Mycobacterium Tuberculosis (MTB)

  • Micro profile: small, aerobic, acid-fast bacillus
  • Epidemiology overview: 8,331 reported TB cases in US in 2022 per CDC. Up to 13 million people living in the US with latent TB.
  • Terminology: some discrepancies / evolution of language around TB
    • Active tuberculosis (now often called Tuberculosis Disease)
    • Latent TB Infection (now often called Tuberculosis Infection)
  • Transmission: inhalation of aerosolized droplets from an infected individual
  • Possible outcomes of this exposure/transmission:
    • Immediate clearance by host defenses
    • Primary TB Disease
    • TB infection (Latent Disease)
  • Presentations
    • TB Disease (Active TB)
      • Primary TB (after first exposure)
        • Fever, cough, pleuritic chest pain
        • CXR: hilar/mediastinal LAD, pulmonary consolidation, pleural effusion. Some patients can present with isolated pulmonary cavitations.
      • Reactivation (post primary TB, years after exposure often)
        • Presents more insidiously: fever, cough, malaise, weight loss, dyspnea. There is an overlap with primary TB.
        • CXR: usually involves apical and posterior upper lobe consolidations, often with cavitations
      • Extrapulmonary manifestations: lymphadenitis, pericarditis (can cause tamponade), genitourinary (can cause infertility even in women), peritoneal involvement, and CNS involvement
        • Disseminated TB
          • Also referred to as miliary TB. Can range from acute to chronic in presentation.
          • Dissemination is more often seen in immunocompromised hosts (including patients with HIV/AIDS).
    • TB Infection (Latent Disease)
      • Asymptomatic by definition
      • The immune system has contained any active disease such that individuals are not infectious
      • CXR may show old, healed tuberculosis but patient has no history of treatment. This patient would be very high risk for reactivation.
  • Testing & Diagnosis
    • Who to test?
      • Clinical judgement is key
      • In general, think about patients about to go on TNF-alpha blocker or a similar biologic, patients with malignancies, patients with newly diagnosed or undiagnosed HIV, patients at high risk due to living conditions (unhoused individuals in shelters, incarcerated patients).
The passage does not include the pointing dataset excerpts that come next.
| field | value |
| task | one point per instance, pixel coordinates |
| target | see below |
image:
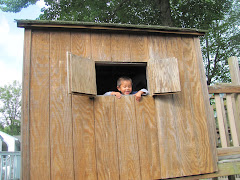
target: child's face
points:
(125, 87)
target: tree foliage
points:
(222, 42)
(10, 108)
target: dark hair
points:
(119, 81)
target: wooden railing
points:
(10, 164)
(225, 101)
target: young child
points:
(124, 85)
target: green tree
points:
(10, 108)
(222, 42)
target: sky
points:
(11, 43)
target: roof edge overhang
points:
(31, 24)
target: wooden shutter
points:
(81, 75)
(163, 76)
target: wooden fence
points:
(225, 102)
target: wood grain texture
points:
(170, 159)
(106, 138)
(60, 109)
(225, 88)
(222, 121)
(128, 151)
(235, 77)
(101, 46)
(231, 109)
(39, 107)
(165, 76)
(183, 111)
(25, 121)
(83, 75)
(201, 109)
(157, 47)
(148, 138)
(81, 44)
(210, 120)
(139, 48)
(84, 147)
(120, 48)
(228, 151)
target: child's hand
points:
(138, 95)
(117, 94)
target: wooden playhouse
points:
(71, 131)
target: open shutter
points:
(163, 76)
(81, 75)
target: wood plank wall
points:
(73, 137)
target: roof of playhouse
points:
(108, 26)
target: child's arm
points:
(140, 93)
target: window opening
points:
(107, 75)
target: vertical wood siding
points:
(74, 137)
(40, 107)
(61, 140)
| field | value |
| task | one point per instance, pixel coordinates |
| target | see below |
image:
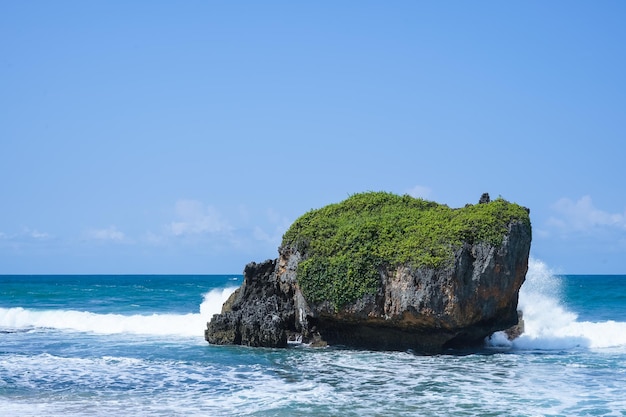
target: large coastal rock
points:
(442, 293)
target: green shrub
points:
(346, 245)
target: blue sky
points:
(185, 137)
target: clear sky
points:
(185, 137)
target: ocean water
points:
(133, 346)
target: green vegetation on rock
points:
(347, 244)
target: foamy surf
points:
(549, 325)
(192, 324)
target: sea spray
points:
(549, 325)
(191, 324)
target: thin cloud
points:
(195, 219)
(583, 216)
(35, 234)
(109, 234)
(420, 191)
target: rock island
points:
(383, 271)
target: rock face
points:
(424, 309)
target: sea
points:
(133, 345)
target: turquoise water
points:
(133, 345)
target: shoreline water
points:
(119, 348)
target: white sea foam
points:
(191, 324)
(548, 324)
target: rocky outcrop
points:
(424, 309)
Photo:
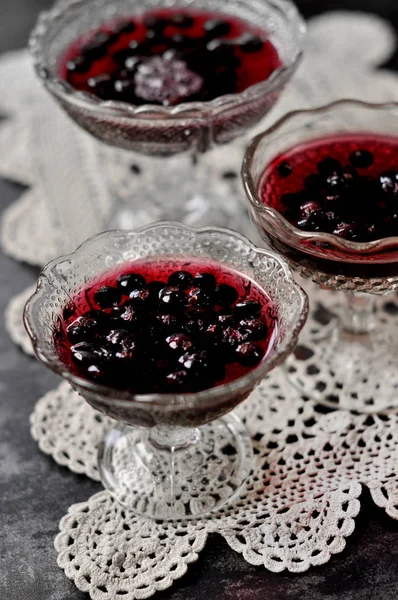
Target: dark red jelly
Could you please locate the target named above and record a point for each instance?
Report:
(169, 56)
(344, 185)
(167, 327)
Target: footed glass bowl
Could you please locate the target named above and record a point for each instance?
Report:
(187, 129)
(172, 455)
(348, 362)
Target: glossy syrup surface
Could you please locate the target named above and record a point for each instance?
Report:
(344, 185)
(167, 326)
(167, 57)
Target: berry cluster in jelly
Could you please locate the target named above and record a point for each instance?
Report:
(345, 187)
(168, 57)
(186, 333)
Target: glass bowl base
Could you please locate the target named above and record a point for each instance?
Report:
(343, 370)
(202, 476)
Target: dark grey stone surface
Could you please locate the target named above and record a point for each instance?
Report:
(35, 492)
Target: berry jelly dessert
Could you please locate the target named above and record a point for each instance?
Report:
(344, 185)
(169, 56)
(167, 327)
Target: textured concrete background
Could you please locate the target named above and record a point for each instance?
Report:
(35, 492)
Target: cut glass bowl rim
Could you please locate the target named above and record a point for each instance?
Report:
(154, 111)
(207, 397)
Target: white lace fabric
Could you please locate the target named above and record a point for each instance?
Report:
(302, 498)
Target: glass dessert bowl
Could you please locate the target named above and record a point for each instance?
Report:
(322, 186)
(167, 81)
(190, 349)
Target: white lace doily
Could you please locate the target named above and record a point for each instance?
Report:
(296, 511)
(301, 500)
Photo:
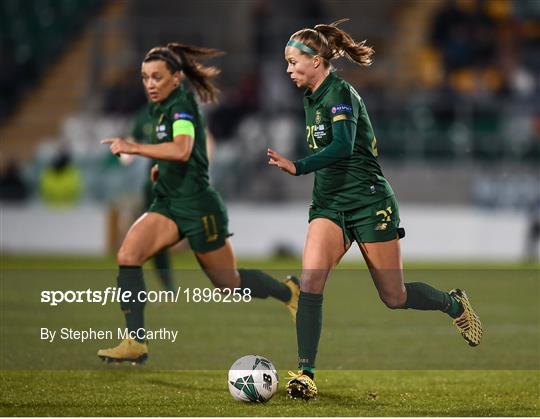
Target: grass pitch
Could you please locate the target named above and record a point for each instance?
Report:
(374, 361)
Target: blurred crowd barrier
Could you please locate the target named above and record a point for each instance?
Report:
(432, 232)
(454, 97)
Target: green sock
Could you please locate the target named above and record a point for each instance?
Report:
(308, 329)
(130, 278)
(456, 309)
(263, 285)
(162, 263)
(421, 296)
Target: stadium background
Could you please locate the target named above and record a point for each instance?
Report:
(454, 97)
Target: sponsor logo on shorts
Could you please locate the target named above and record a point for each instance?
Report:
(318, 117)
(381, 227)
(342, 108)
(182, 115)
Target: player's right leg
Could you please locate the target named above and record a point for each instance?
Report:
(220, 267)
(323, 250)
(385, 266)
(148, 235)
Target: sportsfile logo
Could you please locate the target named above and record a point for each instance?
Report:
(117, 295)
(108, 295)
    • Tuberculin skin test (TST) and interferon gamma release assay (IGRA) are often used for screening purposes
      • If someone had the BCG vaccine, cannot use TST
    • If you are concerned for symptomatic TB disease, need to get 2 AFB sputum samples with Xpert testing (i.e. PCR testing) before can come off TB precautions
      • TST and IGRA should not be used as reliable tests for TB disease
      • Xpert MTB/RIF detects the MTB rproB gene. Also detects rifampin resistance.
        • 98% sensitive for a single sputum specimen in smear-positive culture-positive cases; approximately 70% sensitive for smear negative culture-positive cases (this increases to 90% if you test 3 samples).
  • Treatment:
    • TB Infection (Latent TB):
      • Different options:
        • Rifampin (RIF) daily for 4 months (4R)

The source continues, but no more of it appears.